The television industry is moving to narrowcasting, and that is essentially what’s been happening to the music and radio industry for decades. Narrowcasting is microtargeting, which can become a tool for broadcast advertising. HDTV content can be produced for a fraction of its cost compared to a decade ago. YouTube proves all one really needs to attract an audience is the right idea and a smart phone. One does not need a 53-ft OB truck to create 4K content. Creating hyper-specific channels with hyper-localized advertising is not that complicated. It would only take a few people to create and run a local hyper-channel.
Brand is everything
If there’s one thing local broadcasters own, it’s their local brand in their local market. A local station’s brand is its DNA and soul. Brands aren’t objects for sale, they're an expectation and reputation that is built and earned over time.

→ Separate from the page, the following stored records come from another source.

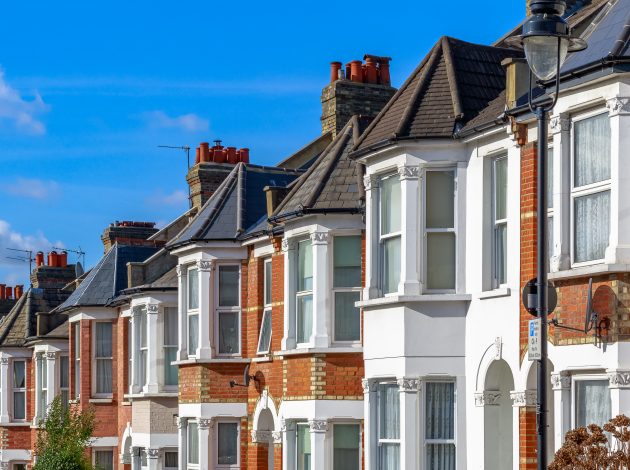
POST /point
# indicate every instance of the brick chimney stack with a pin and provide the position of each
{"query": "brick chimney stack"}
(360, 88)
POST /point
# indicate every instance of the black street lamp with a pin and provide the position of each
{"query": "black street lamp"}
(546, 39)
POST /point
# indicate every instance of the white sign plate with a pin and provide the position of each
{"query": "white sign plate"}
(533, 352)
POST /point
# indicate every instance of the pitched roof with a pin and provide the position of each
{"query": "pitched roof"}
(332, 182)
(452, 84)
(107, 278)
(238, 203)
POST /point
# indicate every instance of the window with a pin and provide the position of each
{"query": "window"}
(228, 309)
(193, 445)
(104, 459)
(303, 447)
(439, 201)
(347, 287)
(103, 358)
(346, 447)
(390, 233)
(227, 445)
(440, 425)
(590, 191)
(193, 311)
(19, 390)
(264, 340)
(170, 346)
(388, 427)
(499, 220)
(304, 297)
(592, 401)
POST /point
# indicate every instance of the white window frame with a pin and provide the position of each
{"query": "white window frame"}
(426, 231)
(237, 465)
(267, 306)
(382, 238)
(96, 394)
(218, 309)
(587, 190)
(336, 290)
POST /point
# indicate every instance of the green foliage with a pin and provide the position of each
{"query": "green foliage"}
(63, 437)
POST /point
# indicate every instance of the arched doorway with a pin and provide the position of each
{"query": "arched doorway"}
(498, 417)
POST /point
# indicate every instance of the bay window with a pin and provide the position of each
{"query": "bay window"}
(304, 295)
(346, 288)
(590, 190)
(228, 309)
(439, 437)
(264, 339)
(103, 356)
(499, 220)
(440, 238)
(193, 310)
(19, 390)
(390, 210)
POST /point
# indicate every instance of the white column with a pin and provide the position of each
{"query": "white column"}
(205, 455)
(4, 395)
(321, 290)
(206, 309)
(371, 290)
(182, 317)
(561, 384)
(152, 386)
(409, 264)
(290, 284)
(409, 389)
(318, 428)
(618, 251)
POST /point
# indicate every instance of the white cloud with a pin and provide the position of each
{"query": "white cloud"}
(33, 188)
(185, 122)
(20, 113)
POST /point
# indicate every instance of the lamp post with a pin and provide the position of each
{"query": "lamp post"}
(546, 39)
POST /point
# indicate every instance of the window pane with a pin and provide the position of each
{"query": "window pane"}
(228, 332)
(441, 260)
(347, 261)
(304, 318)
(440, 202)
(389, 411)
(227, 444)
(390, 205)
(593, 402)
(592, 150)
(346, 438)
(305, 266)
(440, 406)
(193, 289)
(264, 341)
(303, 447)
(500, 188)
(193, 443)
(347, 316)
(592, 226)
(228, 286)
(391, 264)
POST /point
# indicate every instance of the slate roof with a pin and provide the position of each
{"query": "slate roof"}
(107, 278)
(332, 182)
(237, 204)
(452, 84)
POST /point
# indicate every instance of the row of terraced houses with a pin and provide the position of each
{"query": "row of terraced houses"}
(356, 306)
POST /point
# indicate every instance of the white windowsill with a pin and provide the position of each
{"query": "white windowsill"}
(592, 270)
(494, 293)
(397, 298)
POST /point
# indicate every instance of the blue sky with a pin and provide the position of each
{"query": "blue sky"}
(88, 90)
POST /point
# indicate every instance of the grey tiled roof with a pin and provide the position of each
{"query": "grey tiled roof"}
(237, 204)
(108, 277)
(453, 83)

Once a brand is successful, viewers don’t and won’t care how their favorite locals brand is delivered, so long as it is available anywhere, anytime, on any device. Even so, if a brand becomes a headline on competitors' newscasts, it can crash and burn in the blink of an eye, as Charlie Rose and Matt Lauer recently demonstrated.
How viewers connect with their favorite local TV brand is inconsequential. Would local TV be better and more reliable over ATSC 3.0 broadcast networks rather that a mobile provider's 5G channel? Can they co-exist? Right now, satellite and terrestrial MVPDs aren't showing much interest in ATSC 3.0. I’m only an engineer, but I’d say the business model that makes the most money wins.
The bigger question is, how will these new methods of delivery impact local broadcasting, where brand is everything and content is king? Only for the better, if local broadcasters stay focused serving their local communities. The outcome of 5G versus ATSC 3.0 will determine the future of tall TV towers and high-power TV transmitters. Other than that, the more effective and efficient ways to sell and experience TV will be a win-win for everyone.